«La politica non può inseguire i profitti, ci sono diseguaglianze insopportabili». Lo afferma l’arcivescovo di Milano, Mario Delpini, intervistato da Domenico Agasso per La Stampa.
Eccellenza, il lavoro è il grande tema del presente e del futuro: come andrebbero rivisti i concetti di produttività e di investimento? «Mi sembra che le dottrine e le pratiche neo-liberiste siano responsabili di una diseguaglianza insopportabile, e che l’impotenza della politica nel regolare l’attività produttiva e commerciale in epoca di globalizzazione sia un dramma. Mentre l’ideologia e la pratica statalista sono responsabili di disastri finanziari irreparabili e paesi interi affamati».

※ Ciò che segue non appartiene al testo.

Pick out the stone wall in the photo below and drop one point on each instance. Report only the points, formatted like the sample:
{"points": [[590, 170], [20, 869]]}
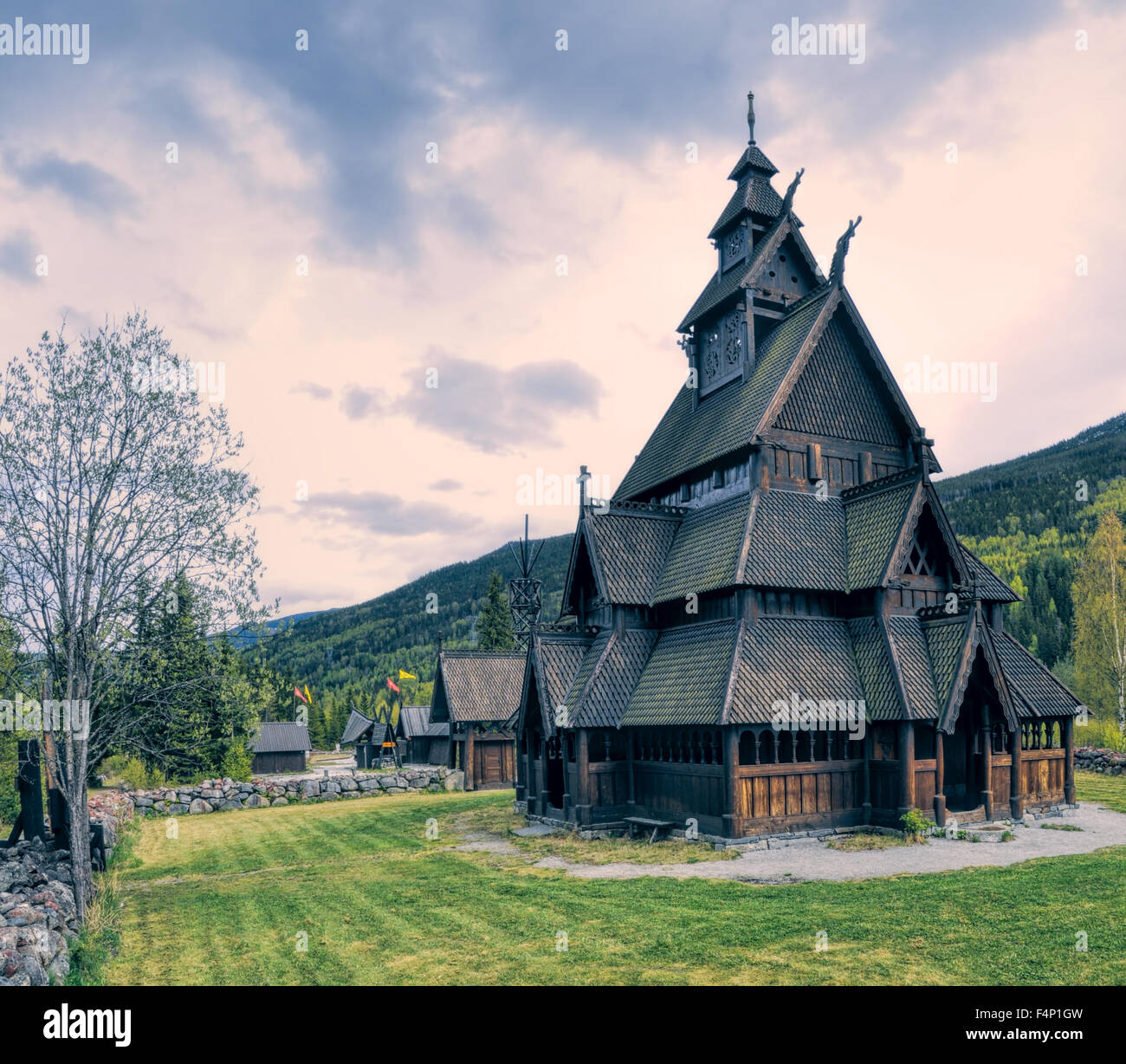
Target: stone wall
{"points": [[1096, 760], [38, 918], [215, 795]]}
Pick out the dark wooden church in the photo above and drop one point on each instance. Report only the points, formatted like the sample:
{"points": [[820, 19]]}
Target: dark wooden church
{"points": [[775, 625], [476, 694]]}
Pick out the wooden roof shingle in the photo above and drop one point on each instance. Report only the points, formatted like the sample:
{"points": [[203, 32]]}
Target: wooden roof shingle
{"points": [[798, 541], [685, 680], [1035, 691], [787, 657], [875, 670], [708, 549], [477, 686], [631, 548], [281, 736], [618, 661], [909, 646], [724, 422], [874, 522]]}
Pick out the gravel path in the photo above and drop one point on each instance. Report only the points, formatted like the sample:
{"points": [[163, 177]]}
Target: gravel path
{"points": [[804, 860]]}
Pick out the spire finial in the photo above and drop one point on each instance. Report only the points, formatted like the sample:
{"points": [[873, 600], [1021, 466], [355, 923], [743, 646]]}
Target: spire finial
{"points": [[837, 270]]}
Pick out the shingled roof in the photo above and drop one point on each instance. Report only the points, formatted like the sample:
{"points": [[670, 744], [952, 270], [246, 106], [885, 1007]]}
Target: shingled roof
{"points": [[786, 658], [627, 546], [1035, 691], [281, 736], [874, 522], [553, 662], [754, 195], [798, 541], [708, 549], [685, 680], [874, 666], [991, 587], [911, 657], [725, 421], [600, 694], [476, 686], [415, 721]]}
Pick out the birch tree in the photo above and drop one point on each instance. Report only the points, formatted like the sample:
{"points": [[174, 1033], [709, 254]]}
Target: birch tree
{"points": [[115, 477], [1100, 620]]}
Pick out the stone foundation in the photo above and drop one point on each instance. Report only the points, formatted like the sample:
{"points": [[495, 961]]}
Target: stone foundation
{"points": [[218, 795], [38, 917], [1110, 762]]}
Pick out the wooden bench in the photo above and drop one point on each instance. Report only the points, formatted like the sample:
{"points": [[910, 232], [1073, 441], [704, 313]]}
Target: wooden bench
{"points": [[659, 827]]}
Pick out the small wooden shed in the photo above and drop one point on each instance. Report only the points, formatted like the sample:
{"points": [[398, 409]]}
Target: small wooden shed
{"points": [[477, 694], [368, 736], [281, 747], [427, 743]]}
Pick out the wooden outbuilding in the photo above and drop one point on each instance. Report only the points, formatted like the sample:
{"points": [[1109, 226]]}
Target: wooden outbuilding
{"points": [[477, 695], [281, 747], [426, 743], [371, 737], [775, 626]]}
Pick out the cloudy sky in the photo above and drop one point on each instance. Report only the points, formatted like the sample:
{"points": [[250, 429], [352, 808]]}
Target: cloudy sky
{"points": [[341, 228]]}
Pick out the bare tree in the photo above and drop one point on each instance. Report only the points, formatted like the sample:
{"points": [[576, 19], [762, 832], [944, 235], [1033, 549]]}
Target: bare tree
{"points": [[115, 477]]}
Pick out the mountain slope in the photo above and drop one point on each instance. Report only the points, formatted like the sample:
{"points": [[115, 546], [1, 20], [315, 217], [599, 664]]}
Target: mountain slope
{"points": [[394, 631], [1029, 519]]}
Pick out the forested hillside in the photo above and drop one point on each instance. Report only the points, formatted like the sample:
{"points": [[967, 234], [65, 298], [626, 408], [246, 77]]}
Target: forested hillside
{"points": [[366, 643], [1029, 518]]}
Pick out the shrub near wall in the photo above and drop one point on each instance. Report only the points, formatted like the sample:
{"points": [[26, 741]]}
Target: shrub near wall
{"points": [[215, 795], [1110, 762]]}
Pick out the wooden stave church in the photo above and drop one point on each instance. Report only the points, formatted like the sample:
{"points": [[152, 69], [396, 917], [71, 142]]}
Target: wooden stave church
{"points": [[644, 710]]}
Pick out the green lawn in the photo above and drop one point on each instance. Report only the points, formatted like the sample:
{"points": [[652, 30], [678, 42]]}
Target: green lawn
{"points": [[379, 903]]}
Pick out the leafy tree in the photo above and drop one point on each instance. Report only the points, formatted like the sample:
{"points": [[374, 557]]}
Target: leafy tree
{"points": [[495, 624], [1100, 621], [10, 797], [113, 480]]}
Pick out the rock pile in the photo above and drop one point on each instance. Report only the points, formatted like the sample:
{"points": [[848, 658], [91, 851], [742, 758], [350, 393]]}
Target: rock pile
{"points": [[214, 795], [1110, 762], [38, 918]]}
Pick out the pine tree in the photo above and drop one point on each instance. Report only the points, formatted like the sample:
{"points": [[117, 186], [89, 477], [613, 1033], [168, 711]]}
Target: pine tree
{"points": [[495, 624]]}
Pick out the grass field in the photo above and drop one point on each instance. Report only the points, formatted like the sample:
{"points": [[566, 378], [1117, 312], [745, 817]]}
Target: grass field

«Invece raccomando la dottrina sociale della Chiesa, che esorta a non porre il criterio determinante nel profitto ma nella valorizzazione della persona. In Lombardia possiamo essere fieri del nostro modo di produrre e di lavorare: ha creato un’economia feconda, che però ora dovrebbe trovare il sostegno del quadro politico».
«Occorre dare aiuti e stabilità a quel modo di lavorare Made in Italy legato non all’impresa multinazionale ma all’operosità che sul territorio ha creato infinite piccole e medie imprese – e dunque occupazione – caratterizzate da eccellenza, intraprendenza e dalla soddisfazione di lavorare con le proprie mani e di vedere il prodotto sotto i propri occhi. Il benessere qui è cresciuto perché la gente ha vissuto un modo di lavorare più vicino a casa, caratterizzato dalla qualità, capace anche di sviluppare la creatività giovanile», spiega Delpini.
E come sta Milano? Si sono viste lunghe code davanti alle mense della Caritas. La città scintillante si è scoperta più povera. È una questione solo di volontariato? «Aumentano i bisognosi, ma crescono anche attenzione e donazioni. A Milano nessuno è senza cibo se è disposto a lasciarsi aiutare. Ma come negli ospedali non bastano i pronto soccorso per risolvere i problemi, anche dal punto di vista sociale è necessario un ripensamento profondo di questo sistema economico che incrementa la ricchezza di alcuni e la diffusione dell’indigenza, e dunque le diseguaglianze».
Quale compito hanno i benestanti? «Bisognerebbe ricordare loro la parola del Vangelo: “guai a voi, ricchi!”. Vorrei avvertirli del pericolo di perdere l’anima adorando il denaro. E poi, aiutarli a intendere il senso del denaro come una risorsa che deve creare lavoro. Milano ha una tradizione imprenditoriale da ritrovare. E qui è decisiva anche la politica».